Akşam güneşi mutlusu
    Akşam yemeğini de La Brisa'da yemek istedik. Çünkü palmiyelere asılan lambalarla, sahilde aydınlatılmış şemsiyelerle o kadar hoş bir ortam vardı ki ayrılmak zordu. Bu mekân dolu dolu geçen günümüzün baş rolündeydi. Dediğim gibi, çok özleyeceğim.

    Canggu'da deniz kıyısında tek bir günü klüp-restoranda geçirdik. Diğer zamanlarda bizim tabirimizle halk plajındaydık. Ülkemiz kıyılarının kısıtlı serbestliğinin aksine Bali'de bu mümkün. Herkese açık kıyılarda takılmasaydık dünyanın her yerinden gelen turistlerle bir arada olurken aynı zamanda yerel halkı gözlemlemek, sörf yapanları ve yapamayanları izlemek ve hâttâ şu enfes mısırların tadına bakmak nasıl mümkün olacaktı? :)


    Az daha unutuyordum!
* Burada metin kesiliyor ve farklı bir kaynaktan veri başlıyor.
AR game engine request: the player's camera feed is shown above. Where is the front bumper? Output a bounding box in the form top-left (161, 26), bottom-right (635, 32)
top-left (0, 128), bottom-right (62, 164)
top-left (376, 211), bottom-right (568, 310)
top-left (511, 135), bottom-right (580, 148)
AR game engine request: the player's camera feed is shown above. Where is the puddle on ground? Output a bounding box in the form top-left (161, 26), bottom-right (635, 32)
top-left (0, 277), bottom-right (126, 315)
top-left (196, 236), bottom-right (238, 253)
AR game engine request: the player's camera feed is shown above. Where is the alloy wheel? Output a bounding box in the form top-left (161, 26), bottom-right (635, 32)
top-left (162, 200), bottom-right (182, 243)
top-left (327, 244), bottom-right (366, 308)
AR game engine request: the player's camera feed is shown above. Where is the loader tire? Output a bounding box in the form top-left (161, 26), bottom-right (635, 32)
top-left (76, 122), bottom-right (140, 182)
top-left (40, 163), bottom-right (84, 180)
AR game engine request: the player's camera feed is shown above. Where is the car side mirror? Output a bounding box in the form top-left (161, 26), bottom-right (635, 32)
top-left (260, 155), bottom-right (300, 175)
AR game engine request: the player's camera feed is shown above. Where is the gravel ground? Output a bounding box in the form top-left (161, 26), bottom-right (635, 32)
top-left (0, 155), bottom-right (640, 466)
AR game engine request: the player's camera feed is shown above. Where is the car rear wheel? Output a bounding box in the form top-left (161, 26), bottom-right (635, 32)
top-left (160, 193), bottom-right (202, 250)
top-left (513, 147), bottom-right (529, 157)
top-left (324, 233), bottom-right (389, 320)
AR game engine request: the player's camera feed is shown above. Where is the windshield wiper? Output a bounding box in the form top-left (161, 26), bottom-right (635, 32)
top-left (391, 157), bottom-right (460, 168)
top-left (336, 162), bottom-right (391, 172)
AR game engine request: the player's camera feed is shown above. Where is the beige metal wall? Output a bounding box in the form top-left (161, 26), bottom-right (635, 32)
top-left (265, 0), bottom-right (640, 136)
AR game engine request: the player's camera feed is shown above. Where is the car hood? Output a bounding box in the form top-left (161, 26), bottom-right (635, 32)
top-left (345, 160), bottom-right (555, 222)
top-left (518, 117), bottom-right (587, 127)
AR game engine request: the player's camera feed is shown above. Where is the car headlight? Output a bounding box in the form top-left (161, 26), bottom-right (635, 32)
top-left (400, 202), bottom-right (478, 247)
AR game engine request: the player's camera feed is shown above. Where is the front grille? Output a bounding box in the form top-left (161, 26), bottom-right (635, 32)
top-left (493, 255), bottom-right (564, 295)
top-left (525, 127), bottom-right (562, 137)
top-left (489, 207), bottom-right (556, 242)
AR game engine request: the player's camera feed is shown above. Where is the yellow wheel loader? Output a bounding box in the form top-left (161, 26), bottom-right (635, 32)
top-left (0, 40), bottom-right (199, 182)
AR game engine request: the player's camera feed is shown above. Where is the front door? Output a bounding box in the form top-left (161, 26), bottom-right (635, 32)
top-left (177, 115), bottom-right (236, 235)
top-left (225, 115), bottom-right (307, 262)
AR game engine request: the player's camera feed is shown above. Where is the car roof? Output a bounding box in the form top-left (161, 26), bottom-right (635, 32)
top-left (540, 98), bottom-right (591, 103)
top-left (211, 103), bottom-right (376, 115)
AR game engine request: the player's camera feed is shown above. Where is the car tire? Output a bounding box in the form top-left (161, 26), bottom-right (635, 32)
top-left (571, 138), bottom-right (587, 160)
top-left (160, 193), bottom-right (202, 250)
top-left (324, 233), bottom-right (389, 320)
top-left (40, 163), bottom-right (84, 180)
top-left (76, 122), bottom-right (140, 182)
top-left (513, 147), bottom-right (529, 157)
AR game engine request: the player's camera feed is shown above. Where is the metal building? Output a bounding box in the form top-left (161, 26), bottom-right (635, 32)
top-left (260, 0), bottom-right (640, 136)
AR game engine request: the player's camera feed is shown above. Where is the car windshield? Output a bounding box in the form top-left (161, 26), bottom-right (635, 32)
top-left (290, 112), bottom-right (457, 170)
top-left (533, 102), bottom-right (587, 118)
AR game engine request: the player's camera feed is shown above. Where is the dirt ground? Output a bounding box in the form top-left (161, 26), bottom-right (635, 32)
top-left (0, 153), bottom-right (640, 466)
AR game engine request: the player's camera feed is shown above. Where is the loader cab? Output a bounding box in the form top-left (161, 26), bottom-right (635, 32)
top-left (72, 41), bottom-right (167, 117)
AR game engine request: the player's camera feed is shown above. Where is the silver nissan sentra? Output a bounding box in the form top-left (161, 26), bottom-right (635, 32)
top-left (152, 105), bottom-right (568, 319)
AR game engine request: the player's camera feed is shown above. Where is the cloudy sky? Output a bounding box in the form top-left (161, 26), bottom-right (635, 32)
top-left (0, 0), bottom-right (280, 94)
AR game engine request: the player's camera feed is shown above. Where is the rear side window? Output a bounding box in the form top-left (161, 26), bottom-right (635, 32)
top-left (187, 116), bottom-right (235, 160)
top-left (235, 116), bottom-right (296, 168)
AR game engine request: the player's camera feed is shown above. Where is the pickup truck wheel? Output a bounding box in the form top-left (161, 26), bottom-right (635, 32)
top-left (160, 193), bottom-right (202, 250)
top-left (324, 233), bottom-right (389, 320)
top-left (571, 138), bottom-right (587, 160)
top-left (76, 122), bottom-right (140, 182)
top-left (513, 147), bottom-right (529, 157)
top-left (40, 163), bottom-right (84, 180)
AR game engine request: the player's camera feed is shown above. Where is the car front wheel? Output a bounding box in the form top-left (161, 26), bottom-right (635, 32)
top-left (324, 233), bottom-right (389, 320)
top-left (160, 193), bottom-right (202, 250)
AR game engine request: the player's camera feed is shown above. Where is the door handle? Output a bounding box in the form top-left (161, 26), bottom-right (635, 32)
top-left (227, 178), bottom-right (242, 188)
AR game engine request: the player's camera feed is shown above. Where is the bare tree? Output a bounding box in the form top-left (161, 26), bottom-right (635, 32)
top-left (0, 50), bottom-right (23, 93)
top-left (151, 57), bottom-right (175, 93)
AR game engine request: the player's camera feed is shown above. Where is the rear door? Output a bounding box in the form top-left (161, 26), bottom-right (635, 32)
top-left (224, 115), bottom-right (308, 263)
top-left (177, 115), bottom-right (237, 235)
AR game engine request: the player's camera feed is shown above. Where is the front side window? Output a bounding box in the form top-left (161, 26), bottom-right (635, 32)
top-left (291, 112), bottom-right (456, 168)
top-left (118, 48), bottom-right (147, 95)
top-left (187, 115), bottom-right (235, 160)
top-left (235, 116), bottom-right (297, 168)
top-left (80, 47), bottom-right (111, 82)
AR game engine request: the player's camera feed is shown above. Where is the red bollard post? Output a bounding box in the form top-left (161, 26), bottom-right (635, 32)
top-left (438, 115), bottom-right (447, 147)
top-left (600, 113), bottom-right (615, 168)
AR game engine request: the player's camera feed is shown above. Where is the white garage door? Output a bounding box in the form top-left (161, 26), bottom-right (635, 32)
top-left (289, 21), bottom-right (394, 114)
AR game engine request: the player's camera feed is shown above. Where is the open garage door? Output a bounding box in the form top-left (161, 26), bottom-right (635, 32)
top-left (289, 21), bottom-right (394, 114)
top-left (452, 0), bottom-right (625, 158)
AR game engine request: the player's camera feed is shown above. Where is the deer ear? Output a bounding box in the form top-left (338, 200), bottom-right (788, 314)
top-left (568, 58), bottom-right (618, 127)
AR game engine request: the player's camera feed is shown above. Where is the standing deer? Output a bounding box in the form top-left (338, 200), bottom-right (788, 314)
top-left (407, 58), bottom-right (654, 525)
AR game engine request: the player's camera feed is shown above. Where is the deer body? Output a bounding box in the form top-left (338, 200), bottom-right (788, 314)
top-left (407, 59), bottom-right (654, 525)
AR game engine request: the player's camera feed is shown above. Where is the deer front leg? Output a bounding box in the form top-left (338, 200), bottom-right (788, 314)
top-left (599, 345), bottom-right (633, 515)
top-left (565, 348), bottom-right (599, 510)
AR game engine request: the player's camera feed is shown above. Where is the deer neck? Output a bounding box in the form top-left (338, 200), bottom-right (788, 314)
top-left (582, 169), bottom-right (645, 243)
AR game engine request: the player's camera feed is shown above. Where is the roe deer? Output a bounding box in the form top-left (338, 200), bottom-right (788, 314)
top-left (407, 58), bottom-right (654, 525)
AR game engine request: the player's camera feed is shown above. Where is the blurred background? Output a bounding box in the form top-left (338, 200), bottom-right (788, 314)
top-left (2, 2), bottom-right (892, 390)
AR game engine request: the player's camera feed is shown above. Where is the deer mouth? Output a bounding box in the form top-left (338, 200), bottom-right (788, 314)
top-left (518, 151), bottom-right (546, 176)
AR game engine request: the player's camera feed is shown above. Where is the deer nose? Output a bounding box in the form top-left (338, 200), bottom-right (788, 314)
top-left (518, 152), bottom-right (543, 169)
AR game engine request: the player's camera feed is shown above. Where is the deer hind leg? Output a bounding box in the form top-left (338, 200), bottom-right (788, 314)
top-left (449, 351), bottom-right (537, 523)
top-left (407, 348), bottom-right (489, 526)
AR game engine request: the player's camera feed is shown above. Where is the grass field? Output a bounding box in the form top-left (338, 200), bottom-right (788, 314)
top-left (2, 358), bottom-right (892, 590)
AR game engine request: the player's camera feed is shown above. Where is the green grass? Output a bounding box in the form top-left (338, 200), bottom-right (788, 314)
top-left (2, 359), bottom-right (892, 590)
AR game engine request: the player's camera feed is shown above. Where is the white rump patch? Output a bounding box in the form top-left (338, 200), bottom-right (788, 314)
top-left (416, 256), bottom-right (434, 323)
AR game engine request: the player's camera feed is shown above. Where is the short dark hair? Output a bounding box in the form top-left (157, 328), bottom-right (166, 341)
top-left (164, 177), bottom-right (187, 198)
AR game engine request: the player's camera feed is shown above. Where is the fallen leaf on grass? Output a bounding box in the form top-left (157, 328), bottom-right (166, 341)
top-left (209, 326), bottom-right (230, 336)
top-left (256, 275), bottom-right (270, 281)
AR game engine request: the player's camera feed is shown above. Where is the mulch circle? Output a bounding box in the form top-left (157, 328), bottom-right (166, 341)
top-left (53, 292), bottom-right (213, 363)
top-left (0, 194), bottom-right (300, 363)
Bir de köpeklerle oynayan çocukları... Bali halkı köpekleri çok seviyor. Köpeklere gösterdikleri özen ve sevgi dikkat çekici. Köpeklerin mutluluğu da gözler önünde.


    Canggu'da son dolu dolu günümüzü yine Batu Bolong'da geçirdik. Plajın salaş lokantasında çalışanlarla bile aşina olmuştuk artık. Ertesi gün dönüş yoluna koyulacağımız gerçeğini kafamızdan uzaklaştırmaya çalışıp bol bol yüzdük. Yine sörfe üşendik. Normalde yeltenmeyeceğim bir uğraş aslında ama orada o kadar çok deneyen, düşen, kalkan vardı ki arada kaynarım diye düşündüm:) Sörf tahtasının üzerine uzanıp, kollarıyla yüzerek uzaklara giden çoktu da dalgaların üzerinde ayakta geri gelebilen azdı. Dünyanın çeşitli yerlerinden gelen sörf okullarının gençleri, çocukları fazlaydı. Ada'ya yakın mesafedeki Avustralyalılar, sörf konusunda olduğu kadar, günlük yaşama da hakimdiler. Bali'deki birçok turistik mekânın sahibinin Avustralyalı olduğu söyleniyor.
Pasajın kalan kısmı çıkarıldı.